For a municipal service district to be designated, and the property owners within it to be taxed more than other property owners in a town, N.C. law requires a town to attest that the proposed MSD is in need of beach nourishment to a “demonstrably greater extent than the rest” of the districts in town.

Inasmuch as Southern Shores is a town of vacation rental homes whose occupants visit because of the oceanfront, we seriously question the legal justification of the districts that the Town has preliminarily carved out—for the sake of discussion—from the “townwide” tax base, as well as omitted (i.e., the commercial area). They are based solely on proximity to the oceanfront, not on the “demonstrably greater extent” standard.

Currently, the special-obligation bond program that has been financing beach nourishment on the Outer Banks is in abeyance. The N.C. General Assembly inadvertently repealed it last September.

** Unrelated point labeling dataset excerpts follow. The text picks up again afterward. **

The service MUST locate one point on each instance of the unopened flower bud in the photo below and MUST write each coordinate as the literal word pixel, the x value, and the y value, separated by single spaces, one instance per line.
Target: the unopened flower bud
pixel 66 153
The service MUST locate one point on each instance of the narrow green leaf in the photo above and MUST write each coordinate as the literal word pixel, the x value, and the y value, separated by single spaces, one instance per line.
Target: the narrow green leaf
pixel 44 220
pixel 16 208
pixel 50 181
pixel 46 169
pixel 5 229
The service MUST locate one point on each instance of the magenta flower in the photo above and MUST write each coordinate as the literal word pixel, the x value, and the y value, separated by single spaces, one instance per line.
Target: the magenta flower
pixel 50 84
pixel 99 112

It is this program that permits otherwise unconstitutional disparate tax rates to be assessed against taxpayers in the same town according to districts.

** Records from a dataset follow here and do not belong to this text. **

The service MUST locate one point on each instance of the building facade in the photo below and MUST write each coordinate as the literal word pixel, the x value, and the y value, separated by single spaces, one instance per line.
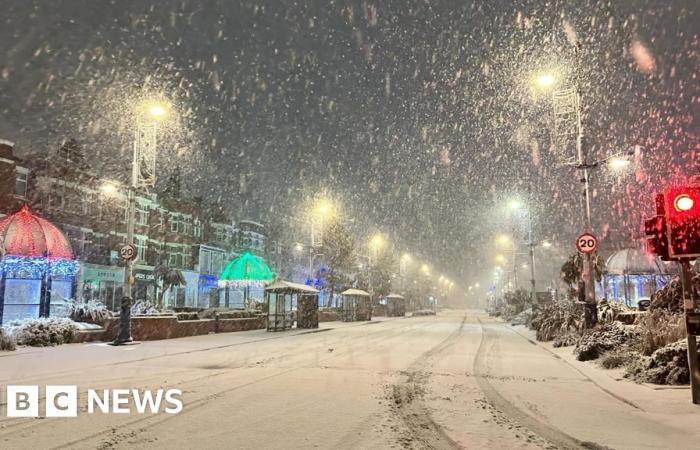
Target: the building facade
pixel 170 231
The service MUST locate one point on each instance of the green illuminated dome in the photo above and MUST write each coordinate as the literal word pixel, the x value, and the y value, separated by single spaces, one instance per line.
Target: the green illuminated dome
pixel 246 269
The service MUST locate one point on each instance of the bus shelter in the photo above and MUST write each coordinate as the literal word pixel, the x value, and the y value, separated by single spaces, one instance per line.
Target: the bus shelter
pixel 395 305
pixel 284 299
pixel 357 306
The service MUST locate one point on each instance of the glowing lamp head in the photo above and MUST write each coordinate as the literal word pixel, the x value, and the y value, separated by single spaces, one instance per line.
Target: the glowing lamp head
pixel 545 81
pixel 683 203
pixel 157 111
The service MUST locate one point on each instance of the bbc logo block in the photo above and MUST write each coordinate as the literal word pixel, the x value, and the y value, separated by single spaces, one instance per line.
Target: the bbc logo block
pixel 60 401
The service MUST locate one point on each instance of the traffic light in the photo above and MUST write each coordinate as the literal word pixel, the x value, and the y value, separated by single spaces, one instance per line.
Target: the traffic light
pixel 675 230
pixel 682 207
pixel 655 229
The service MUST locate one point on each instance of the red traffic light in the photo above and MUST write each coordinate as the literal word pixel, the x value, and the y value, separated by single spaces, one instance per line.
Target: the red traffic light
pixel 682 221
pixel 683 202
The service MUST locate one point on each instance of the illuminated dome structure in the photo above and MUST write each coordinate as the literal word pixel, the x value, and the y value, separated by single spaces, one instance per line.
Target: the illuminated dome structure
pixel 37 268
pixel 24 234
pixel 246 271
pixel 632 274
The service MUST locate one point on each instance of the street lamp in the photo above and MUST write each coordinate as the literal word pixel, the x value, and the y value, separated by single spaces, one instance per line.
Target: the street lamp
pixel 143 174
pixel 525 214
pixel 376 243
pixel 567 123
pixel 545 80
pixel 109 189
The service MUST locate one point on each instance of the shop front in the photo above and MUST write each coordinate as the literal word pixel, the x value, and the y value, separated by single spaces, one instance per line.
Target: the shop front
pixel 37 269
pixel 179 296
pixel 144 284
pixel 101 283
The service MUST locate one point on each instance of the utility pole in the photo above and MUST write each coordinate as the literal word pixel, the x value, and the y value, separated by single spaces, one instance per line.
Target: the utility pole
pixel 689 304
pixel 567 120
pixel 531 244
pixel 143 174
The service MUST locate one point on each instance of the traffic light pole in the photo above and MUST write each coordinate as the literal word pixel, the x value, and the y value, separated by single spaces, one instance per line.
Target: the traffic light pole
pixel 689 303
pixel 590 312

Frankly, the General Assembly has bigger fish to fry now, and so does the Southern Shores Town Council.

THE PROPOSED RECYCLING CONTRACT

The RDS of Virginia recycling contract that is in Tuesday’s meeting packet is the same contract that was in the April 21 budget workshop session packet. No changes have been noted. (See The Beacon, 4/29/30.)

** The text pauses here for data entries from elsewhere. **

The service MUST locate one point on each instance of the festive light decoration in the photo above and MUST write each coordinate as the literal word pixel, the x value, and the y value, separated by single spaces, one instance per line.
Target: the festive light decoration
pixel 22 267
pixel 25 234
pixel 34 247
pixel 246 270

We hope that the Town Council will not take the easy way out and summarily reject the contract, without first tasking Mr. Haskett with trying to join forces with Nags Head and other beach towns to negotiate with RDS for a better recycling disposal deal.

But we have learned not to expect initiative, creativity, and leadership from the Town.

Since last December, when the Town Council first learned that the Town’s curbside recycling was being taken to an incinerator in Portsmouth, not to a material recovery facility for recycling, it has been strictly in reactive mode.

The Interim Town Manager has not reached out to try to problem-solve the recycling crisis. When The Beacon spoke to a recycling specialist at the N.C. Dept. of Environmental Quality who has been active in the Outer Banks situation, she did not know Mr. Haskett, but she had much to say about the proactive efforts of the Nags Head Town Manager.

We hope the new Southern Shores Town Manager will be more inclined to take initiative and be more adept at doing so.

In fairness to Mr. Haskett, he is doing two full-time jobs now, acting as both Town Manager and Town Planning Director. But this is what the majority of the previous Town Council wanted, unfortunately, especially Mayor Tom Bennett, who made no secret of his preference for Mr. Haskett to succeed former Town Manager Peter Rascoe.

PLANNING BOARD MEETING TOMORROW

The Southern Shores Planning Board will hold a special meeting tomorrow at 5:30 p.m. in the Pitts Center to consider the new flood maps and to update the Town Code’s flood prevention ordinance found in chapter 16.

A draft of a new flood ordinance has been prepared. You will find a copy of it, along with preliminary flood maps and other flood information at https://www.southernshores-nc.gov/httpsouthernshores-nc-govsfloodprotection/.

For a summary of changes integrated into the draft ordinance, see: https://www.southernshores-nc.gov/wp-content/uploads/2020/04/Town-of-Southern-Shores-Summary-of-Changes-to-DRAFT-FDPO-3-12-2020-Copy-1.pdf

This meeting, like the Town Council’s meeting Tuesday, will be conducted electronically. To learn how to join and/or participate in it, please see: https://www.southernshores-nc.gov/wp-content/uploads/2020/04/Southern-Shores-Notice-Electronic-Participation-Planning-Board-May-4-2020.pdf

The Beacon will not be covering the Planning Board meeting.